Start by reading the state:

/system resource print
/system package print
/system routerboard print
/interface print
/ip address print
/ip route print
/ip service print
/user print

This block shows the RouterOS version, model, firmware, interfaces, addresses, routes, enabled management services, and users.

User accounts

If a default user exists, do not leave it with a known name and weak password. A practical approach:

/user add name=<admin-user> group=full password=<strong-password>
/user disable [find name=admin]

Before disabling admin, make sure the new user works and has the required permissions. Do not remove the old user before testing.

Services and management

Check enabled services:

/ip service print

WinBox, SSH, API, WebFig, FTP, and Telnet usually should not be reachable from outside. Telnet and FTP are better disabled:

/ip service disable [find name=telnet]
/ip service disable [find name=ftp]
/ip service disable [find name=www]
/ip service disable [find name=api]
/ip service disable [find name=api-ssl]

SSH and WinBox can remain enabled only for a trusted management network. If the management VLAN is not configured yet, do not immediately bind services to future addresses. First establish safe local access and firewall protection.

Updates and firmware

Check the update channel and version:

/system package update print
/system package update check-for-updates

After updating RouterOS, check RouterBOARD firmware:

/system routerboard print

If firmware differs from current firmware, upgrade it separately:

/system routerboard upgrade

A reboot is required after that. Do it in a maintenance window, especially if the device already serves a network.

Time, DNS, and identity

Correct time matters for logs, certificates, DoH, monitoring, and backups:

/system clock set time-zone-name=<region/city>
/system ntp client set enabled=yes
/system ntp client servers add address=<ntp-server>

The device identity should be clear:

/system identity set name=<site-role-device>

At the baseline stage, DNS can use external resolvers, but allow-remote-requests=yes must be used carefully and blocked from WAN by firewall.

Interfaces and lists

Renaming interfaces is optional, but comments help:

/interface set [find default-name=<wan-port>] comment="WAN uplink"
/interface set [find default-name=<lan-port>] comment="LAN or trunk candidate"

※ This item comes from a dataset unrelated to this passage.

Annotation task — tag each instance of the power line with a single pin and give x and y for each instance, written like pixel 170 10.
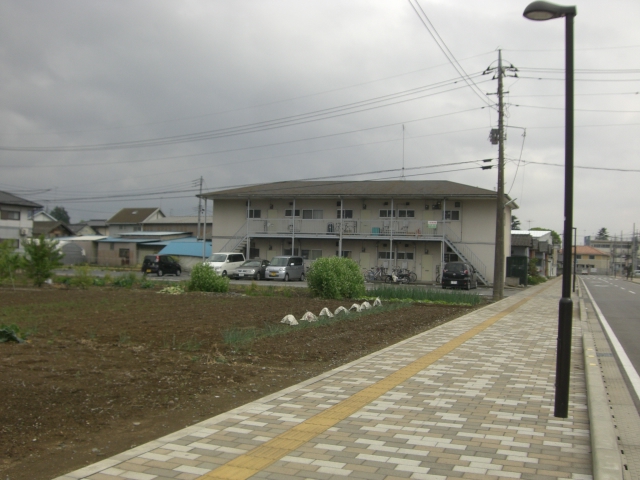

Create basic interface lists if they do not exist:

/interface list
add name=WAN
add name=LAN
add name=MGMT

Add members only after checking the real interfaces:

/interface list member
add list=WAN interface=<wan-interface>
add list=LAN interface=<lan-or-bridge-interface>

These lists will later be used in firewall and NAT rules.

Backup and export

Create both types:

/system backup save name=baseline
/export file=baseline

Binary backup is convenient for restoring on the same device. /export is useful for audits, moving logic, and manual recovery on another model.

Keeping both files only on the router is not enough. Copy them out and store them in a secure location.

How to verify the result

The baseline can be considered complete if:

  • the RouterOS and firmware versions are known;
  • a new administrator exists, and default admin is disabled or protected;
  • unnecessary services are disabled;
  • management is not exposed to the internet;
  • time and identity are configured;
  • backup and export exist;
  • interfaces and interface lists are clear;
  • there is a local access recovery plan.

Check services:

/ip service print

Check logs:

/log print

Common mistakes

Disabling the current access method before testing the new one. This is a classic lockout.

Updating RouterOS remotely without a backup and without understanding how the device will reboot.

Leaving WebFig/API/FTP/Telnet enabled “just in case”.

Enabling DNS cache for clients and accidentally creating an open resolver from WAN.

Security notes

The baseline does not replace firewall hardening, but it removes obvious weak points. The fewer management services are enabled, the easier the router is to protect.

Do not expose WinBox/SSH/WebFig to the internet. Later in the series, WireGuard will cover remote management.

Short takeaway

Initial setup should make the router understandable and recoverable: access, services, updates, time, backup/export, and the initial interface structure.